His collaborators either lived within the community or outside of it and made their particular services available free of charge. They held weekly meetings, sometimes in the free and informal presence of the boys, to look into the community's problems and controversies and work out the relevant decisions and options. Every aspect of the colony was autonomous. Everyone knew his own talents and voluntarily embraced obligations. The only things governing the responsibility of the individual were his capacity and his conscience.

The aim was to devise an education and training that would produce healthy and balanced, open minded and learned and with manual skills; in short, to produce the men and women of the future. Hence the emphasis on life out of doors, on health care and hygiene, healthy diet, participation in several sports for enjoyment's sake and without competition, on walking and dances. Alongside all of this there was rationalist schooling to nurture a critical faculty and non-dogmatic powers of observation in accordance with the scientific mentality. And there were the discussions between adults and children, sex education and the absence of punishment or reward.

Visitors poured into La Ruche from all over, especially in the summer and this provided an opportunity for swapping ideas and experiences, as well as for raising contributions and seeking out skills to enrich the colony and its residents.

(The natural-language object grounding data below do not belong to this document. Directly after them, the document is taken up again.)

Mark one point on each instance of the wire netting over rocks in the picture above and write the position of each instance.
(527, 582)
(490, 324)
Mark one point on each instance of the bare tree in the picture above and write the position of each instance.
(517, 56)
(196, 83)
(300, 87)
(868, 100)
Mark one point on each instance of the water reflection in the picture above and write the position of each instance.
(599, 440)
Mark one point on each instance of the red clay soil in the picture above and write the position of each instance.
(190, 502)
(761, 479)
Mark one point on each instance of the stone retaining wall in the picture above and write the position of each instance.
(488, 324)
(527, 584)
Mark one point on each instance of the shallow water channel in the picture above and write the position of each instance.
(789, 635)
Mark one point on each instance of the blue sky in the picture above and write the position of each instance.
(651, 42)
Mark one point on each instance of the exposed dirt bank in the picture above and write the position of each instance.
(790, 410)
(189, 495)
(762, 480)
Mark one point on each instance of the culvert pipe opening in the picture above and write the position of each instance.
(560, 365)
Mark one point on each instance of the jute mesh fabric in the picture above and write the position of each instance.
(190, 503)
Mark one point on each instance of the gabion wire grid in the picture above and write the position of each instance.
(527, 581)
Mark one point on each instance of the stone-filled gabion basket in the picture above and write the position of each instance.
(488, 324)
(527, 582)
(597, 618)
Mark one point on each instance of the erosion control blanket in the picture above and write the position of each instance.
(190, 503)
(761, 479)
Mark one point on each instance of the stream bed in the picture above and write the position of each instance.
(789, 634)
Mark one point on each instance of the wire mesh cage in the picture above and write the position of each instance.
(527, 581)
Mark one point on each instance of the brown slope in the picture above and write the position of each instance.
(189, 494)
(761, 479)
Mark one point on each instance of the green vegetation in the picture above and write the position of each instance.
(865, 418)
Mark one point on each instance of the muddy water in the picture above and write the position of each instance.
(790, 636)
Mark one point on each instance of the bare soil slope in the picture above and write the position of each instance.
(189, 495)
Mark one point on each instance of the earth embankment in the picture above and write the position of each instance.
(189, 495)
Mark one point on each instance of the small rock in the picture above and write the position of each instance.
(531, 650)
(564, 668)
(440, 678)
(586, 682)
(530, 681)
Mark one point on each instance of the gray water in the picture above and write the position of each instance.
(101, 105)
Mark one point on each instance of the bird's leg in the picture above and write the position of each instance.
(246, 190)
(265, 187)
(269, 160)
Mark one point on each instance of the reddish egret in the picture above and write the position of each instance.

During the summer months the children made long, interesting group excursions and members of its choir ventured far and wide to place like Switzerland or Algeria. All of which helped to publicise a novel experiment and libertarian ideas in different regions and foreign lands.

From 1914 on, Faure published a Bulletin that attracted upwards of a thousand subscribers but which survived for only ten issues. By then war was a sad fact of life and in its later years La Ruche survived amid tremendous difficulties until it was eventually forced to close down.

 

From: Bollettino Archivio G. Pinelli No 10 (December 1997) . Translated by: Paul Sharkey.